Given the (currently tiny) market for goods buyable with bitcoins, their 'value' is heavily dependent on the health of the exchanges where you can cash out into some other currency.
Incidentally, those exchanges appear to get hacked and/or DDsSed every couple of months...
With the GPU, FPGA, and ASIC miners either online or coming-real-soon-now, bot-herding in order to outcompete honest nodes is a substantial computational challenge, CPU miners are just too pitiful; but it would seem that the real weakness to exploit is the (much softer) underbelly of conventional web infrastructure and the price swings that attacks on that part of the bitcoin economy can create.
The trade between bitcoins and USD looks sort of like the buying and selling of stock, in a world where it's totally normal for the NYSE to be firebombed multiple times per year...
Which is one of the problems of euro, since it means that neither industry nor tourism get a boost from prices effectively falling. Euro will eventually collapse, of course, once enough countries have gone bankrupt that the rest can't carry it anymore, but it'll be too late for Greece.
Forget magic. Any technology distinguishable from divine power is insufficiently advanced.
Your post is extremely interesting, but the mandatory conclusion I make from it is the exact opposite of yours. If the original code is so full of idiosyncracies and gotchas then it's an extreme liability to everyone who values Bitcoin, and quite likely contains backdoors or deliberate weaknesses that are hidden by the obscurity.
There can be no more important task for the Bitcoin community I think than to specify all elements of the static protocol and dynamic behavior of all parts, and reimplement them in other languages, especially safe languages.
Go is certainly a good candidate for this large body of work, safe, clean, and fast.

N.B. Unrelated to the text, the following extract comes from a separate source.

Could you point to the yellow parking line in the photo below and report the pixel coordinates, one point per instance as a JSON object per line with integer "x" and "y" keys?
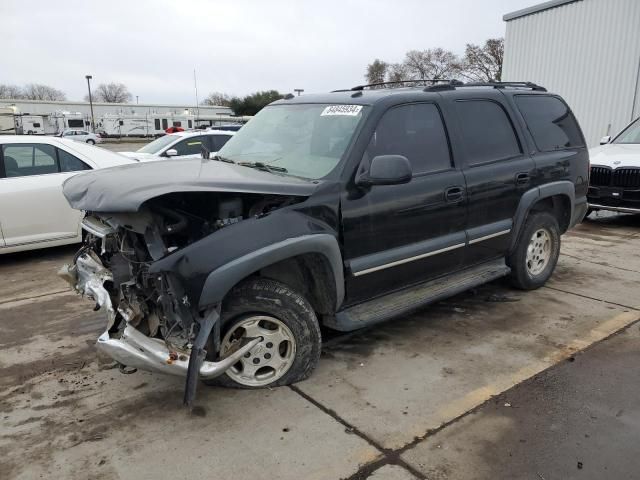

I can't pay my taxes in BTC
;)
You can't pay your (US) taxes in Euros, either. Does that say anything about the legitimacy of the Euro? Though in fairness, if you wanted to consider that particular example one of a failing currency, I'd have a hard time disagreeing.
As for overall confidence, there's a sucker born every minute, as long as there are suckers having confidence in it, it will remain, until such a time as it becomes so mind blowingly obvious that even the most idiotic supporter can't deny it.
I literally cannot think of a better argument against fiat currency. "Here, suckers, work for 40 years to collect enough of these papers we prooooomise will still hold (30% of) their value when you retire, and when they don't, hey, at least you'll have <snicker> Social Security to fall back on". And for the record, it actually comes out to more like eight suckers born every minute (in the US alone). That doesn't necessarily make BTC any better - But as with my point about the Euro, any argument against something you dislike that applies equally well to something you like, doesn't really have much persuasive power.
even with that "relatively stable" 90-120 range you're still talking about a 30% fluctuation, which is both unpredictable and dangerous for people who are trying to use it for normal currency stuff.
Barnes & Noble has a market cap of 1.3B - Roughly the same as Bitcoin. It shot up, yesterday alone, by 30% (well, 26%, anyway). Most people, even its own investors, expect it to go the way of Borders within a year or two.
Barnes & Noble stock, however, does not count as a currency. So take that as you will.
In the long term it will deflate out of existence, I just hope that there are some criminal prosecutions for the folks that are boosting the currency for personal gain.
I merely disagreed with you up to that statement. But that? Why? Why would you hope for criminal prosecutions over something you have gone so far to minimize as little more than a fad? Do you wish the same for collectors of Beanie Babies and Hummels, or do you reserve your bitterness for collectors of failed foreign currencies?